Running tests is easy. All you need is the test suite name (the name of the test file, minus the .yaml extension), and the test name (the name of the test in the suite). Did you forget what you named them? That’s ok! Just ask Pavilion.

$ pav show tests
-----------------------+----------------------------------------------------
 Name                  | Summary
-----------------------+----------------------------------------------------
 hello_mpi.hello_mpi   | Builds and runs an MPI-based Hello, World program.
 hello_mpi.hello_worse | Builds and runs MPI-based Hello, World, but badly.
 supermagic.supermagic | Run all supermagic tests.

$ pav run supermagic.supermagic
1 tests started as test series s33.

If you want to run every test in the suite, you can just give the suite name. You can also run whatever combinations of tests you want. You also list tests in a file and have Pavilion read that.

$ pav run hello_mpi
2 tests started as test series s34.

$ pav run hello_mpi.hello_mpi supermagic
2 tests started as test series s35.

$ pav run -f mytests
347 tests started as test series s36.

Test Status

If you want to know what’s going on with your tests, just use the pav  status command.

$ pav status
------+------------+----------+------------------+------------------------------
 Test | Name       | State    | Time             | Note
------+------------+----------+------------------+------------------------------
 41   | supermagic | COMPLETE | 16 May 2019 10:38| Test completed successfully.

It will display the status of all the tests in the last test series you ran.

Test Series and ID’s

From the above, you may have noticed that each test gets a series id like s24 and a test id like 41. You can use these id’s to reference tests or suites of tests to get their status, results, and logs through the pavilion interface. The ID’s are unique for a given Pavilion working_dir but they will get reused as old tests are cleaned up.

Test Results

Pavilion builds a mapping of result keys and values for every test that runs. You can view the results of any tests using the pav results command.

$ pav results
Test Results
------------+----+--------
Name        | Id | Result
------------+----+--------
supermagic  | 41 | PASS

# Use '--full' or '-f' to get the full result json with all fields.
$ pav results --full Test Results
{
    "name": "supermagic",
    "id": 41,
    "result": "PASS",
    "duration": 3.825,
    "created": 2019-05-15 10:38,
    "started": 2019-05-15 10:41,
    "finished": 2019-05-15 10:42,
}

Every test has a results object that contains a variety of useful, automatically populated keys. Additional keys can be defined through result parsing and result evaluations.

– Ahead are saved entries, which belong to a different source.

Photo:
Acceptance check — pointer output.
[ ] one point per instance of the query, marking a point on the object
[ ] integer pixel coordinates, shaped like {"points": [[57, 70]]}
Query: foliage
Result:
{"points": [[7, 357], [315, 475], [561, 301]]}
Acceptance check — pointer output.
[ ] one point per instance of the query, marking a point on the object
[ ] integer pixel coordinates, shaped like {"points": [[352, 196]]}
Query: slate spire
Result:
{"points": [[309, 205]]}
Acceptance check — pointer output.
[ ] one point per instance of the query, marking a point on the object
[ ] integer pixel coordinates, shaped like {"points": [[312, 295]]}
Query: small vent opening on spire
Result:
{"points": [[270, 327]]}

Results are saved alongside each test, as well being written to a central result log that is suitable for import into Splunk or other tools.

The Overall Result

By default, a test passes if its last command returns 0, but this can be easily overridden.

mytest:
    run:
        cmds:
            # We'll use the result parsers below to parse values from
            # the output of the run script.
            - './test_script.sh'

    result_parse:
        regex:
            # Use the regex parser to extract a speed key and add it to
            # the results.
            speed:
                regex: '^speed (\d+)'

    result_evaluate:
        # The test will PASS if the speed (extracted above) is more than 50.
        result: 'speed > 50'